Creditsafe data also shows 247 firms entered administration in the year to date, marking a 56 per cent year-on-year increase.
But this year’s highest-profile casualty – Buckingham Group – is not on this month’s list of collapsed companies. The £665m-turnover firm ceased trading on 16 August. Still, Rob Parker, Jon Roden and Kevin Coates of Grant Thornton were appointed joint administrators on 4 September, the same day Kier bought most of Buckingham’s rail assets and HS2 activities for £9.6m, saving 180 jobs. However, the company’s other activities could not be saved.
Even without Buckingham, construction administrations in August included eight firms large enough to file turnover figures with Companies House.
One example was London-based specialist Haydon Mechanical & Electrical, which worked on the 75-storey Landmark Pinnacle in London’s Docklands and the 52-storey One St George Wharf in Vauxhall. It reported a pre-tax loss of £6.2m from turnover of £66.2m in its most recent accounts, covering the year ending 31 December 2021.
Another London firm, Henley Homes, called in administrators from James Cowper Kreston and 360 Insolvency four months after its sister firm, Henley Construct, went under.
Henley Homes posted a turnover of £1.80m and a pre-tax profit of £602,600 for the year ending 31 December 2021, down from a turnover of £5.35m and pre-tax profit of £1.98m the previous year.
In the firm’s annual report, company director Tariq Usmani cited difficulties in procuring materials and labour“compounded by strong inflationary pressures on project costs”.

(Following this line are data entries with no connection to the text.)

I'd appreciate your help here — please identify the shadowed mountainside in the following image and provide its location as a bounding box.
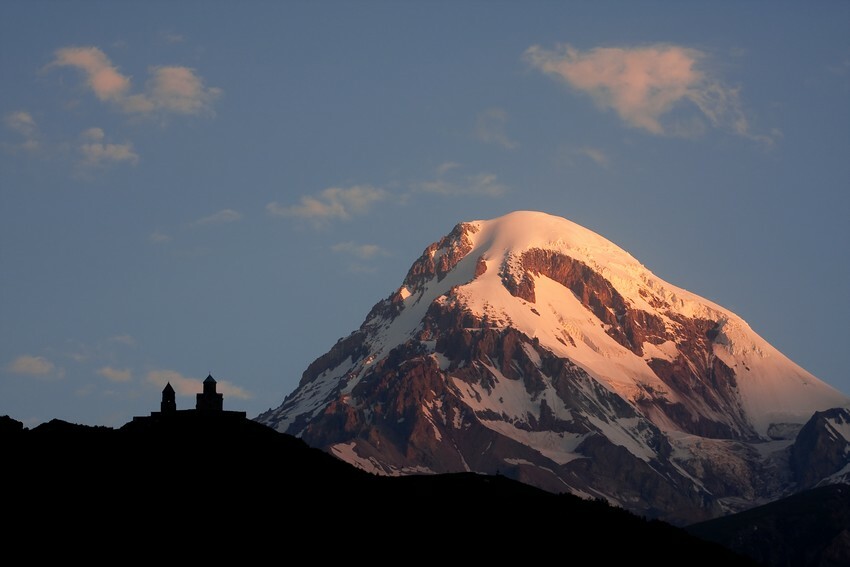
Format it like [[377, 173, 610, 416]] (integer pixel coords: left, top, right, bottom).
[[0, 412, 754, 566], [686, 484, 850, 567]]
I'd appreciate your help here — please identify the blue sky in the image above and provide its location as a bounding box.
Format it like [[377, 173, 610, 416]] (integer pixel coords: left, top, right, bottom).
[[0, 0, 850, 427]]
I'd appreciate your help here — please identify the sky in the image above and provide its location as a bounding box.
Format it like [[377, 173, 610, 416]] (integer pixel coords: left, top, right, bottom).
[[0, 0, 850, 427]]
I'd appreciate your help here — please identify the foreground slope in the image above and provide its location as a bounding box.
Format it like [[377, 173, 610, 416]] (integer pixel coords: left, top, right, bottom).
[[686, 483, 850, 567], [257, 211, 848, 524], [0, 415, 753, 566]]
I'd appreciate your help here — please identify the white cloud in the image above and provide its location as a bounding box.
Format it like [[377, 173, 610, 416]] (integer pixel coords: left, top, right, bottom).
[[3, 110, 39, 151], [331, 242, 385, 260], [97, 366, 133, 382], [108, 335, 136, 347], [148, 66, 222, 114], [77, 128, 139, 168], [413, 162, 509, 197], [557, 146, 611, 167], [191, 209, 242, 226], [50, 47, 130, 102], [148, 230, 171, 244], [266, 185, 387, 221], [6, 354, 65, 379], [475, 108, 517, 149], [525, 44, 769, 142], [48, 47, 222, 114]]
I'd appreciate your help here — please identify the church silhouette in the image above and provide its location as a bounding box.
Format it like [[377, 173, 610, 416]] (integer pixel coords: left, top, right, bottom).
[[133, 374, 246, 424]]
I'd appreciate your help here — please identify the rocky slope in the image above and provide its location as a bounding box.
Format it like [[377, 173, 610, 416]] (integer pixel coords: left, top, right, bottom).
[[256, 211, 850, 524]]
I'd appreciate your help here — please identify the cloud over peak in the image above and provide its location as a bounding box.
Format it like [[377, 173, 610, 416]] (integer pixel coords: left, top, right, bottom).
[[525, 44, 758, 142], [48, 46, 222, 114], [266, 185, 387, 221]]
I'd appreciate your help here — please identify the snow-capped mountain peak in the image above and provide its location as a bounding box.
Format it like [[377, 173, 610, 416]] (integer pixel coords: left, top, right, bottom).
[[258, 211, 848, 517]]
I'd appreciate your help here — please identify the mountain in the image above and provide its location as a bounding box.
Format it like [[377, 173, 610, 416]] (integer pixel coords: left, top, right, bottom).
[[685, 483, 850, 567], [255, 211, 850, 525], [0, 411, 756, 567]]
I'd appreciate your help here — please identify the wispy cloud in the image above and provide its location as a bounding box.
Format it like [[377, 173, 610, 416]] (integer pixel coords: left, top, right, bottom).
[[475, 108, 517, 149], [190, 209, 242, 227], [78, 128, 139, 169], [525, 44, 770, 143], [148, 67, 222, 114], [107, 335, 137, 347], [50, 47, 130, 102], [146, 370, 251, 400], [97, 366, 133, 382], [413, 162, 509, 197], [266, 185, 388, 222], [331, 242, 386, 260], [557, 146, 611, 167], [47, 46, 222, 114], [6, 354, 65, 378], [148, 230, 171, 244], [3, 110, 39, 151]]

Andy Taylor, partner and head of restructuring at law firm Shakespeare Martineau, described a “steady flow of corporate failures” in the construction sector. This was borne out by figures released in August by the Insolvency Service, which showed that around 4,280 construction-related businesses became insolvent in the year to 30 June 2023 (an increase of 16.5 per cent compared with the previous 12-month period).